Gildemeister AG montre à tout le monde comment faire d'un service un business. Rigoriste comme aucune autre, cette entreprise gère la filière services comme une division indépendante. 31 % du CA du groupe étaient réalisés avec DMG Services. En 2007, DMG Services a commencé à proposer à ses clients une formule 24 heures sur 24, 7 jours sur 7 dans le monde entier. Ainsi son directeur, Rüdiger Kapitza, a pu annoncer lors de la présentation des résultats en mars dernier : « La division Services a contribué nettement à l'évolution positive. Le CA en augmentation de 18 % est passé à 479,1 millions d'euros. Lancée avec succès, notre formule 24/7 a bien été accueillie et cimente la fidélité de nos clients. »

Comme on peut s'y attendre, les PME éprouvent quelques difficultés avec la mondialisation. D'après Weger, même les grosses sociétés ont du mal à tisser un réseau étroit vraiment mondial pour les services. Les entreprises ont des réticences pour nouer un partenariat, la crainte de la fuite du savoir-faire étant très présente. « Je ne connais qu'une seule initiative en Chine où cela fonctionne dans une structure interentreprise », rassure Weger. Petite consolation : les représentants d'autres espaces économiques comme les Etats-Unis ou l'Asie éprouvent les mêmes difficultés. Au niveau international, la construction mécanique allemande figure en bonne position. Le conseil de Weger : « Je recommande aux PME de choisir des centres de gravité géographiques, sinon les risques sont incalculables. »

Le professeur Horst Meier, titulaire de la chaire de systèmes de production à la faculté de construction mécanique de l'université de Bochum dans la Ruhr, le voit du même oeil : « La valeur attribuée aux services augmente, mais la plupart des entreprises font leur beurre uniquement dans les pièces de rechange. » Selon lui, on a des problèmes considérables pour vendre les nouveaux services innovants qu'on aime à souligner dans les offres ; l'utilité pour le client serait cruciale sinon même la meilleure performance ne sert à rien. Tout comme Weger, Horst Meier soulève aussi les faiblesses : « Il ne s'agit pas de fournir les services de manière artisanale, disons spontanément, mais d'avoir une idée très précise du déroulement des processus. De même pour les services, il faut avoir des résultats de rationalisation annuels, par exemple avec le téléservice ou le Condition Monitoring. » (Lisez aussi l'interview du professeur Meier).

A l'institut Fraunhofer pour les installations de production et les techniques de construction, l'IPK de Berlin, on est conscient de ces faiblesses. Le jugement du chef de projet Eckhard Hohwieler est sans appel : « Les constructeurs de machines-outils n'ont pas encore identifié les services comme un champ d'activité à part qu'il s'agit de développer sur un plan stratégique et avec lequel on peut réaliser un CA considérable ». D'après les recherches de l'IPK, la part de CA est en général inférieure à 15 %. « Le potentiel qui se cache ici doit être développé, il devrait atteindre 20 à 30 %. » L'industrie des biens d'équipement démontre que cela fonctionne, car on y réalise des parts de CA atteignant 50 % principalement avec des contrats de maintenance et de services pour les grandes installations. Pour avancer, les services devraient être développés stratégiquement en tant que champ commercial profitable allant jusqu'à la formule du forfait intégral. Hohwieler réclame également la professionnalisation des services : « Les efforts de développement se concentrent la plupart du temps sur l'assistance technique telles que les fonctions de diagnostic embarquées, le téléservice ou des outils pour l'agent de maintenance ; parallèlement, les processus internes de gestion des services doivent être optimisés. »

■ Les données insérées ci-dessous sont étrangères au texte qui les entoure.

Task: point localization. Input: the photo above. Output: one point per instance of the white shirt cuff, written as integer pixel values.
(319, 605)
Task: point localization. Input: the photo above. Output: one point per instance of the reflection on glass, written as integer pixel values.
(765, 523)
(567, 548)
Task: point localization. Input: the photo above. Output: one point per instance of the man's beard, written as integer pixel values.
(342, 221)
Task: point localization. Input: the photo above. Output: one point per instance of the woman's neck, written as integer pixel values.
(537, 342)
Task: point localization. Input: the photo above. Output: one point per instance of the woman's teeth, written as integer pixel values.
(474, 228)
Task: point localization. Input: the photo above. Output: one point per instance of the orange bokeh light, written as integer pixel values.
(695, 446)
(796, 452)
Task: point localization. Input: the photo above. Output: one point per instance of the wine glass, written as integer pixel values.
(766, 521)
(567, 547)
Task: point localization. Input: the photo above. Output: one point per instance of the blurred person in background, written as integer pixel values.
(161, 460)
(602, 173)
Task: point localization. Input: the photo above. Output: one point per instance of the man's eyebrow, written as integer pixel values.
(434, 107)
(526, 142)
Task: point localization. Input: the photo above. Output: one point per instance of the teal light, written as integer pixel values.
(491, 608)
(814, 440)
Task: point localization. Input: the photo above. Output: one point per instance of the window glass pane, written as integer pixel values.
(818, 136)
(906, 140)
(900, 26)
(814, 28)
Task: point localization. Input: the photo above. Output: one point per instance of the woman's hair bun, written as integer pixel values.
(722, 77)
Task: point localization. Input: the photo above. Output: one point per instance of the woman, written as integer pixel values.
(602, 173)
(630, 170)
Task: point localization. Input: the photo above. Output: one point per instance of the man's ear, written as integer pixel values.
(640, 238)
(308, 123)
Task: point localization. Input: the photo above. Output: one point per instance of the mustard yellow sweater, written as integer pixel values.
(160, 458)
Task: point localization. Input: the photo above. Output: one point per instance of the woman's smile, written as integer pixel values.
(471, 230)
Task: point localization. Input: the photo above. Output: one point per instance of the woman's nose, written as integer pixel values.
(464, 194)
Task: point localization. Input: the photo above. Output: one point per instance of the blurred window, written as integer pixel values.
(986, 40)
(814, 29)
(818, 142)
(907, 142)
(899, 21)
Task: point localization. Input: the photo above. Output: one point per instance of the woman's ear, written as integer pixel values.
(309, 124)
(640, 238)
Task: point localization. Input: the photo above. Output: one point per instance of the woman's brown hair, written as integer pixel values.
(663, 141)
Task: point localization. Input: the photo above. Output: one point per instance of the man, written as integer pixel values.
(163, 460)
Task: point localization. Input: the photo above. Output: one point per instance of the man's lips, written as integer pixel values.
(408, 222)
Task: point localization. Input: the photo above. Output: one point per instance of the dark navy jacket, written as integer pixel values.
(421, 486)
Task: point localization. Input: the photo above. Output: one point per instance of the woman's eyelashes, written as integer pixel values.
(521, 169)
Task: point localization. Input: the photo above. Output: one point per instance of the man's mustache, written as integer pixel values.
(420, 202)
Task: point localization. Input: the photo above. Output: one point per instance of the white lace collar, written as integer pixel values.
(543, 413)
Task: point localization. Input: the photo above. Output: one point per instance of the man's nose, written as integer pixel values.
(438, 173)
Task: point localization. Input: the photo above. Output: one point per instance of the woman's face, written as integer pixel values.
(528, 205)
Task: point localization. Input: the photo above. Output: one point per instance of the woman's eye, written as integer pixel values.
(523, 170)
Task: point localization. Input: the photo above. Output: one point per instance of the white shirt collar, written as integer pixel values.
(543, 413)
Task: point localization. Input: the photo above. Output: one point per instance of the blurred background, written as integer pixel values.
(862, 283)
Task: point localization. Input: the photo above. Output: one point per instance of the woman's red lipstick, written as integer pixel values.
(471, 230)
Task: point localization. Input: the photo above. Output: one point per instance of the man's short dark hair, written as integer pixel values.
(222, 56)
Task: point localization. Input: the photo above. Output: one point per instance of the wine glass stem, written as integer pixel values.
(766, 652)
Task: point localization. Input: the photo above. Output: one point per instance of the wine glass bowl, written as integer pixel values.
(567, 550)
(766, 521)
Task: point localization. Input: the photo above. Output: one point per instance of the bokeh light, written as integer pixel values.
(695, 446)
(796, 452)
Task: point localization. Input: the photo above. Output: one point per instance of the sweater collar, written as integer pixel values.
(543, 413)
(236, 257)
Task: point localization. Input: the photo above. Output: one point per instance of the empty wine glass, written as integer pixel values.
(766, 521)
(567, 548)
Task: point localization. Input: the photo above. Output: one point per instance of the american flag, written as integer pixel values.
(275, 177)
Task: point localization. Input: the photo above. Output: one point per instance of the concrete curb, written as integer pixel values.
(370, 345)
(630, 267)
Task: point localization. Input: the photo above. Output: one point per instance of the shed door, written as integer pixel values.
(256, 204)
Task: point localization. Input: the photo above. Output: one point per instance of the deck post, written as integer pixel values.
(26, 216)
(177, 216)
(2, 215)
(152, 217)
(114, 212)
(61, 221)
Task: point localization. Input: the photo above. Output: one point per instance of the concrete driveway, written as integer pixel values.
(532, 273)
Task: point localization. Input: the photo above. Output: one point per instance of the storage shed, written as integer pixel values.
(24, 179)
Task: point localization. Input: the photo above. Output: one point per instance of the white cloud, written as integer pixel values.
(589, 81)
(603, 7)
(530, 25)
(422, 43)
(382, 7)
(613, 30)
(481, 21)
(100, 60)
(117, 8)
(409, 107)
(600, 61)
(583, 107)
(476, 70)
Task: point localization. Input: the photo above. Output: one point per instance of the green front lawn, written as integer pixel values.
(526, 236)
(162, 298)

Ainsi, Hohwieler recommande également de regrouper les services des quatre coins de l'entreprise. Ils seront alors proposés dans le cadre de l'assistance du client, c'est-à-dire du SAV classique au financement et au leasing en passant par les offres de qualification et le support technologique. On pourrait aussi élaborer des nouvelles formules, par exemple un service de maintenance avec une garantie de disponibilité. L'avantage pour le constructeur : « Il peut offrir à ses clients un suivi plus étroit et complet, partager les informations capturées sur la base de ces activités et les réutiliser pour améliorer ses produits et ses services. » Le client s'intéresse en premier lieu à la mise en œuvre optimale des machines et des outils pour sa mission de production. Les services devraient être faits pour aider le client et en même temps lui procurer une plus-value ou un avantage économique. « Pour lui, la transparence des prestations et de la facture est particulièrement importante. »

Le précurseur dans le domaine des téléservices est le constructeur de centres d'usinage Chiron-Werke GmbH & Co. KG de Tuttlingen en Allemagne. Le service réseau ePS Network-Service est la plate-forme assurant que les spécialistes internes aussi bien que les agents de maintenance sur place puissent accéder 24 heures sur 24 aux données de diagnostic des machines connectées. ePS Network-Service fonctionne aux quatre coins du monde via Internet et fournit, sur simple pression d'un bouton, un historique et un diagnostic détaillés des machines connectées. Le système est configurable de manière que les personnes concernées reçoivent immédiatement un courriel ou un SMS en cas de panne. En outre, l'utilisateur sur place ou le service de maintenance à distance peuvent activer des routines de diagnostic spéciales qui seront analysées en ligne.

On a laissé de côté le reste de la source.